Loads of Learned Lumber

Sunday, March 29, 2009

Sheila Heti, _Ticknor_

THERE REALLY WAS a George Ticknor -- one of the 19th century's leading scholars of Italian literature -- and he really did write a biography of the great 19th century American historian William H. Prescott (Conquest of Mexico, among others), but Sheila Heti's Ticknor is a tight little bundle of envy, resentment, thwarted ambition, and guilt, who is trying to write a memoir of his boyfriend friend, the great historian Prescott, but is continually sidetracked into fumings over being ignored by him in favor of more accomplished men, into recollections of his fitful lust for Prescott's wife, into vacillations over whether to attend the party at the Prescotts' to which he has been invited, and into pitiless self-accusations on all the above points.

Eventually Ticknor cautiously circles around to a tale from their school days -- a food fight in the dining hall, a thrown piece of bread that injures the young Prescott's eye, leading to partial blindness and a long convalescence (during which Ticknor himself is taking the Grand Tour)...did Ticknor throw the bread? If he did...does Prescott know? What long but never-mentioned shadow has the accident cast on their relationship? What mysterious role does it play in Prescott's later fame, since it is after his convalescence that he discovers his astonishing powers as a historian and becomes one of the most admired men in his community, while Ticknor lives alone, is the author of a handful of disregarded articles, and seems to dampen conversation wherever he goes?

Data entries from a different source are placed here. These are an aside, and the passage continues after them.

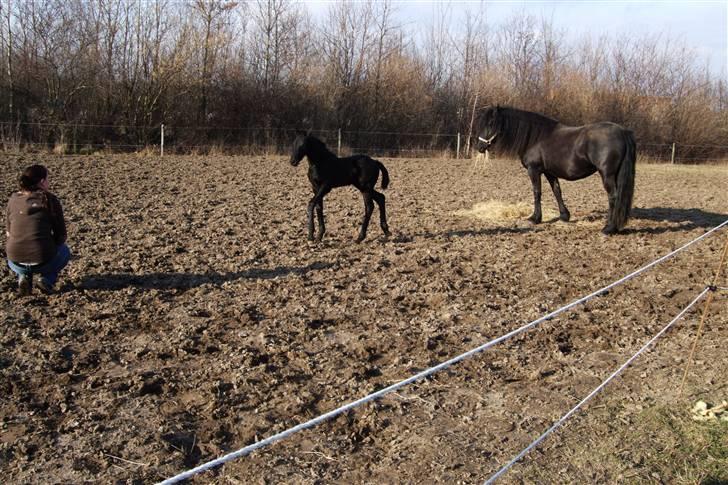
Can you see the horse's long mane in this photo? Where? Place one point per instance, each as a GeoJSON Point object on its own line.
{"type": "Point", "coordinates": [517, 129]}
{"type": "Point", "coordinates": [317, 150]}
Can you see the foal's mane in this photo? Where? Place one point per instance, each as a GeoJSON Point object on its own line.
{"type": "Point", "coordinates": [517, 129]}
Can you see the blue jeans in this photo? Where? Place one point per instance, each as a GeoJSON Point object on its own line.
{"type": "Point", "coordinates": [48, 270]}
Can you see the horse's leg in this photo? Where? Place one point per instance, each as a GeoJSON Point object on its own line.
{"type": "Point", "coordinates": [556, 188]}
{"type": "Point", "coordinates": [535, 176]}
{"type": "Point", "coordinates": [380, 200]}
{"type": "Point", "coordinates": [368, 208]}
{"type": "Point", "coordinates": [610, 185]}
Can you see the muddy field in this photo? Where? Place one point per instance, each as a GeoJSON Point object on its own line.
{"type": "Point", "coordinates": [196, 319]}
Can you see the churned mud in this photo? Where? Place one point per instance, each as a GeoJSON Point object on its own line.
{"type": "Point", "coordinates": [196, 319]}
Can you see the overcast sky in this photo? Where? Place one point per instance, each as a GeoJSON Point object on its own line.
{"type": "Point", "coordinates": [700, 25]}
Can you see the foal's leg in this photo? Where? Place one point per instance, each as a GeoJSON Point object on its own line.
{"type": "Point", "coordinates": [313, 203]}
{"type": "Point", "coordinates": [320, 217]}
{"type": "Point", "coordinates": [368, 208]}
{"type": "Point", "coordinates": [610, 185]}
{"type": "Point", "coordinates": [535, 176]}
{"type": "Point", "coordinates": [556, 188]}
{"type": "Point", "coordinates": [380, 200]}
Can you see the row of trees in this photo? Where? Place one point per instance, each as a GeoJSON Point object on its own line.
{"type": "Point", "coordinates": [111, 71]}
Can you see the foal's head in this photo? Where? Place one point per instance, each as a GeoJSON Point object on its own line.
{"type": "Point", "coordinates": [306, 145]}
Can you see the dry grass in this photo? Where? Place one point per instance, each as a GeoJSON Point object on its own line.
{"type": "Point", "coordinates": [500, 211]}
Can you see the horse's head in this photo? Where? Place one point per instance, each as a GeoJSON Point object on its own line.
{"type": "Point", "coordinates": [488, 128]}
{"type": "Point", "coordinates": [299, 149]}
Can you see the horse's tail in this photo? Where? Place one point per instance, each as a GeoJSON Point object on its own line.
{"type": "Point", "coordinates": [625, 184]}
{"type": "Point", "coordinates": [385, 174]}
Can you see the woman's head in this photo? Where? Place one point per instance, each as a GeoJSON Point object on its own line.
{"type": "Point", "coordinates": [32, 177]}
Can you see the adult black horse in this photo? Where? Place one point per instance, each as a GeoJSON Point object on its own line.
{"type": "Point", "coordinates": [548, 147]}
{"type": "Point", "coordinates": [326, 171]}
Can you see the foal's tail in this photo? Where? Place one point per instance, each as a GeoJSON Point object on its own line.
{"type": "Point", "coordinates": [625, 184]}
{"type": "Point", "coordinates": [385, 174]}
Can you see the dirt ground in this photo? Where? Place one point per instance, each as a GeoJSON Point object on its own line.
{"type": "Point", "coordinates": [196, 319]}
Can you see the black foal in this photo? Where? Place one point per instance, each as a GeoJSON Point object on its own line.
{"type": "Point", "coordinates": [326, 171]}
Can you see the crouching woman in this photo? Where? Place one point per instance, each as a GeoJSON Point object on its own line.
{"type": "Point", "coordinates": [36, 230]}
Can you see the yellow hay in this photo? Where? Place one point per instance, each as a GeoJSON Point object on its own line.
{"type": "Point", "coordinates": [499, 211]}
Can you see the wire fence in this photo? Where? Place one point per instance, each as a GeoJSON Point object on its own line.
{"type": "Point", "coordinates": [443, 365]}
{"type": "Point", "coordinates": [86, 139]}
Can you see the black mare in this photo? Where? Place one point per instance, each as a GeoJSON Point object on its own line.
{"type": "Point", "coordinates": [547, 147]}
{"type": "Point", "coordinates": [326, 171]}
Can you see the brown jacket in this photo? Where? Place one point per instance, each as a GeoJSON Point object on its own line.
{"type": "Point", "coordinates": [35, 227]}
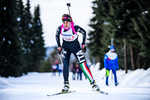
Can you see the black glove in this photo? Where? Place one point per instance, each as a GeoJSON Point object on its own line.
{"type": "Point", "coordinates": [59, 50]}
{"type": "Point", "coordinates": [84, 48]}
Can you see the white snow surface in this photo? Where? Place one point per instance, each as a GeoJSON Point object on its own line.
{"type": "Point", "coordinates": [135, 85]}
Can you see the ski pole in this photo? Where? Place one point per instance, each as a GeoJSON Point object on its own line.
{"type": "Point", "coordinates": [60, 59]}
{"type": "Point", "coordinates": [69, 5]}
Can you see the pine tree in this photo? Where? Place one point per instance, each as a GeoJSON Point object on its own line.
{"type": "Point", "coordinates": [38, 50]}
{"type": "Point", "coordinates": [10, 48]}
{"type": "Point", "coordinates": [27, 39]}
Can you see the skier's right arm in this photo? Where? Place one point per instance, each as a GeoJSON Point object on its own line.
{"type": "Point", "coordinates": [58, 36]}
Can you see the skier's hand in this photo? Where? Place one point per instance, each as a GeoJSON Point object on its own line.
{"type": "Point", "coordinates": [84, 48]}
{"type": "Point", "coordinates": [59, 50]}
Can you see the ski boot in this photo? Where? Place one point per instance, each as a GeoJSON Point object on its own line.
{"type": "Point", "coordinates": [95, 86]}
{"type": "Point", "coordinates": [66, 87]}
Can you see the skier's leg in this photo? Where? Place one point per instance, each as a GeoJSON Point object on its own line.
{"type": "Point", "coordinates": [107, 76]}
{"type": "Point", "coordinates": [115, 76]}
{"type": "Point", "coordinates": [66, 56]}
{"type": "Point", "coordinates": [81, 59]}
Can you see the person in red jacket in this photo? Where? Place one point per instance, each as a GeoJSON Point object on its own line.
{"type": "Point", "coordinates": [68, 32]}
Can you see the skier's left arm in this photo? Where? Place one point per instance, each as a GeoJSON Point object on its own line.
{"type": "Point", "coordinates": [83, 32]}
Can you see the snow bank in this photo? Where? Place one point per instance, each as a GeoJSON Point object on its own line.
{"type": "Point", "coordinates": [139, 77]}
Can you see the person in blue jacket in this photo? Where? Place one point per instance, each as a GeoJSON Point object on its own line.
{"type": "Point", "coordinates": [111, 63]}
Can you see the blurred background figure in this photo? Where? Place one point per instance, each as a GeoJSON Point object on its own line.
{"type": "Point", "coordinates": [79, 72]}
{"type": "Point", "coordinates": [111, 63]}
{"type": "Point", "coordinates": [54, 68]}
{"type": "Point", "coordinates": [73, 68]}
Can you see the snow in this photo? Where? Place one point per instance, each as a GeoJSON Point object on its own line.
{"type": "Point", "coordinates": [135, 85]}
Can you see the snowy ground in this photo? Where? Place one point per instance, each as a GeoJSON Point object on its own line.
{"type": "Point", "coordinates": [132, 86]}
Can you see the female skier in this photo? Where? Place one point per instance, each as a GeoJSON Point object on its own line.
{"type": "Point", "coordinates": [70, 44]}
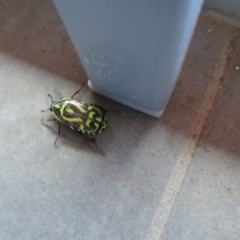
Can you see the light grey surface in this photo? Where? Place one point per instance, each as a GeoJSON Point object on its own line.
{"type": "Point", "coordinates": [208, 206]}
{"type": "Point", "coordinates": [72, 191]}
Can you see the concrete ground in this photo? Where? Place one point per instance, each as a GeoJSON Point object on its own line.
{"type": "Point", "coordinates": [176, 177]}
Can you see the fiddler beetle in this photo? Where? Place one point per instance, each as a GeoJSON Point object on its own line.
{"type": "Point", "coordinates": [85, 118]}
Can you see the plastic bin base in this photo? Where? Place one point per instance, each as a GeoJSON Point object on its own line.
{"type": "Point", "coordinates": [156, 114]}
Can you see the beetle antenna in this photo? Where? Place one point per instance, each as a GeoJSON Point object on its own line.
{"type": "Point", "coordinates": [50, 97]}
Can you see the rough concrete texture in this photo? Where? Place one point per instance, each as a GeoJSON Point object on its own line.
{"type": "Point", "coordinates": [72, 191]}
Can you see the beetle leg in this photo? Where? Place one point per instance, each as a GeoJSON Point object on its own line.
{"type": "Point", "coordinates": [50, 119]}
{"type": "Point", "coordinates": [59, 131]}
{"type": "Point", "coordinates": [77, 91]}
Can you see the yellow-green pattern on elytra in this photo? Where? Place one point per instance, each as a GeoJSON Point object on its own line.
{"type": "Point", "coordinates": [85, 118]}
{"type": "Point", "coordinates": [79, 116]}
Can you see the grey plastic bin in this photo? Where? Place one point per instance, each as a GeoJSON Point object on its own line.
{"type": "Point", "coordinates": [132, 50]}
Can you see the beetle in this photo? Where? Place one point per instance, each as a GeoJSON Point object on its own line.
{"type": "Point", "coordinates": [85, 118]}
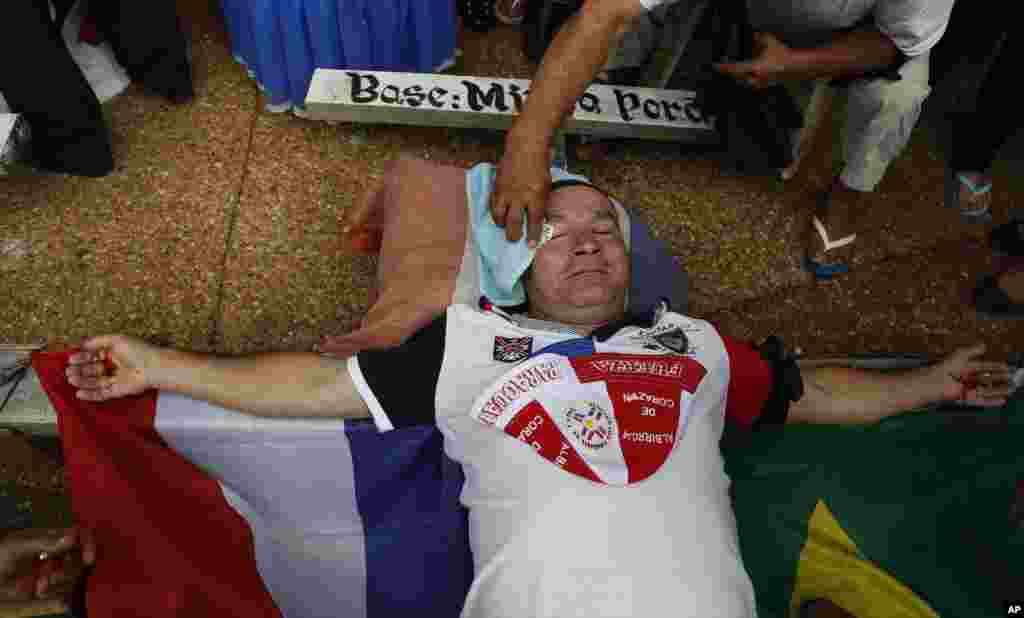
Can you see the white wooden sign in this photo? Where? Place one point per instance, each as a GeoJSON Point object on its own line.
{"type": "Point", "coordinates": [448, 100]}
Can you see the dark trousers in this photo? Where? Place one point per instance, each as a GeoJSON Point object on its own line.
{"type": "Point", "coordinates": [40, 79]}
{"type": "Point", "coordinates": [979, 134]}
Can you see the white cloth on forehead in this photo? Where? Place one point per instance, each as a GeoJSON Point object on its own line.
{"type": "Point", "coordinates": [501, 263]}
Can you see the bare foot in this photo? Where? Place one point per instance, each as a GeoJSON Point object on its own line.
{"type": "Point", "coordinates": [839, 216]}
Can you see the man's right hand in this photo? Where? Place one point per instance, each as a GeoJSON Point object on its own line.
{"type": "Point", "coordinates": [112, 366]}
{"type": "Point", "coordinates": [522, 183]}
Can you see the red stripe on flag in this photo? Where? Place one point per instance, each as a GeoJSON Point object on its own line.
{"type": "Point", "coordinates": [168, 542]}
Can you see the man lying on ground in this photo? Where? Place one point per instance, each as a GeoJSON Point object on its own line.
{"type": "Point", "coordinates": [589, 438]}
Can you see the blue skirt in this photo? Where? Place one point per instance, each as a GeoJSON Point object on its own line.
{"type": "Point", "coordinates": [283, 41]}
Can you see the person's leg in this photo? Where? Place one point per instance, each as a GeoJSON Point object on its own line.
{"type": "Point", "coordinates": [147, 41]}
{"type": "Point", "coordinates": [880, 118]}
{"type": "Point", "coordinates": [41, 81]}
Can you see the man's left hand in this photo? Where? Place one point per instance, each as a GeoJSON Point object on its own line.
{"type": "Point", "coordinates": [963, 379]}
{"type": "Point", "coordinates": [773, 62]}
{"type": "Point", "coordinates": [43, 564]}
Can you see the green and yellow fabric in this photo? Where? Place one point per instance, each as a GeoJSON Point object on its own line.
{"type": "Point", "coordinates": [907, 518]}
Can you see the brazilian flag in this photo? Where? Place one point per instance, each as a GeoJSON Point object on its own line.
{"type": "Point", "coordinates": [907, 518]}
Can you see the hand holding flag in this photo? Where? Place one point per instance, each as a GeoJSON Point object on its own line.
{"type": "Point", "coordinates": [112, 366]}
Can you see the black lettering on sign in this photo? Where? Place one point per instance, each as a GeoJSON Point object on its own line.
{"type": "Point", "coordinates": [628, 101]}
{"type": "Point", "coordinates": [390, 94]}
{"type": "Point", "coordinates": [651, 109]}
{"type": "Point", "coordinates": [433, 95]}
{"type": "Point", "coordinates": [692, 112]}
{"type": "Point", "coordinates": [518, 96]}
{"type": "Point", "coordinates": [478, 99]}
{"type": "Point", "coordinates": [414, 95]}
{"type": "Point", "coordinates": [590, 102]}
{"type": "Point", "coordinates": [361, 93]}
{"type": "Point", "coordinates": [667, 106]}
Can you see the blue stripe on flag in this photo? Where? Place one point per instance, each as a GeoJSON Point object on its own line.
{"type": "Point", "coordinates": [417, 535]}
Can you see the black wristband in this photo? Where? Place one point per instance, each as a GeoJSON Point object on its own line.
{"type": "Point", "coordinates": [787, 384]}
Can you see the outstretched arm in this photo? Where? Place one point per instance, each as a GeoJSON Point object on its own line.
{"type": "Point", "coordinates": [841, 395]}
{"type": "Point", "coordinates": [285, 384]}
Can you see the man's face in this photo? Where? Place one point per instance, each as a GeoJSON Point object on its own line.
{"type": "Point", "coordinates": [581, 274]}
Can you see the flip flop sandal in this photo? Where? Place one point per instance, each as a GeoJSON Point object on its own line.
{"type": "Point", "coordinates": [824, 271]}
{"type": "Point", "coordinates": [1009, 238]}
{"type": "Point", "coordinates": [991, 301]}
{"type": "Point", "coordinates": [511, 12]}
{"type": "Point", "coordinates": [953, 183]}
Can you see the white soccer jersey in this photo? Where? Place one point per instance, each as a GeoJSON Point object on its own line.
{"type": "Point", "coordinates": [594, 481]}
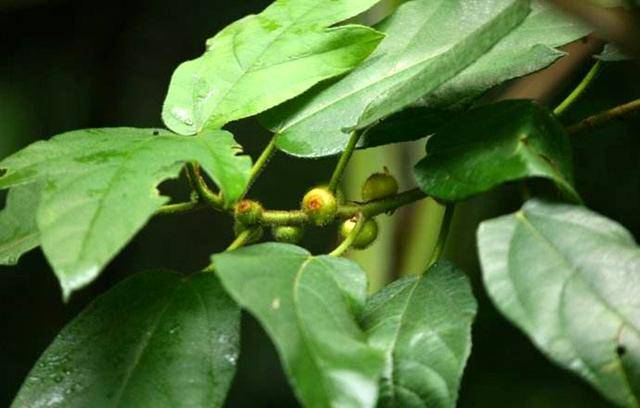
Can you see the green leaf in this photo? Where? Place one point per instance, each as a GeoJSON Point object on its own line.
{"type": "Point", "coordinates": [263, 60]}
{"type": "Point", "coordinates": [155, 340]}
{"type": "Point", "coordinates": [528, 48]}
{"type": "Point", "coordinates": [611, 53]}
{"type": "Point", "coordinates": [570, 279]}
{"type": "Point", "coordinates": [100, 188]}
{"type": "Point", "coordinates": [307, 305]}
{"type": "Point", "coordinates": [410, 124]}
{"type": "Point", "coordinates": [428, 42]}
{"type": "Point", "coordinates": [494, 144]}
{"type": "Point", "coordinates": [424, 325]}
{"type": "Point", "coordinates": [18, 229]}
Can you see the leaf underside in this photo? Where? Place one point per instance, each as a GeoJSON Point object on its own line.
{"type": "Point", "coordinates": [100, 188]}
{"type": "Point", "coordinates": [423, 323]}
{"type": "Point", "coordinates": [494, 144]}
{"type": "Point", "coordinates": [317, 124]}
{"type": "Point", "coordinates": [18, 230]}
{"type": "Point", "coordinates": [308, 306]}
{"type": "Point", "coordinates": [263, 60]}
{"type": "Point", "coordinates": [155, 340]}
{"type": "Point", "coordinates": [570, 279]}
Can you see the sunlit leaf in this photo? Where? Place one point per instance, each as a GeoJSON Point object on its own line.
{"type": "Point", "coordinates": [570, 279]}
{"type": "Point", "coordinates": [155, 340]}
{"type": "Point", "coordinates": [263, 60]}
{"type": "Point", "coordinates": [308, 306]}
{"type": "Point", "coordinates": [428, 42]}
{"type": "Point", "coordinates": [423, 323]}
{"type": "Point", "coordinates": [317, 124]}
{"type": "Point", "coordinates": [100, 188]}
{"type": "Point", "coordinates": [18, 229]}
{"type": "Point", "coordinates": [494, 144]}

Heti has calibrated the novel's (novella's?) tone with great exactness. Her Ticknor sounds a bit like what Henry James's John Marcher would sound like had he been genetically modified with the literary DNA of Dostoyevsky's Underground Man and Beckett's Molloy. The closest parallel, however, may be with Steven Millhauser's Edwin Mullhouse, another tale of a biographer whose admiration of his subject has gone green-with-envy around the edges, who like Ticknor intuits that biographer and subject are locked in a struggle from which only one of them will emerge alive.

"Every great man nowadays has his disciples," Wilde wrote, "and it is always Judas who writes the biography."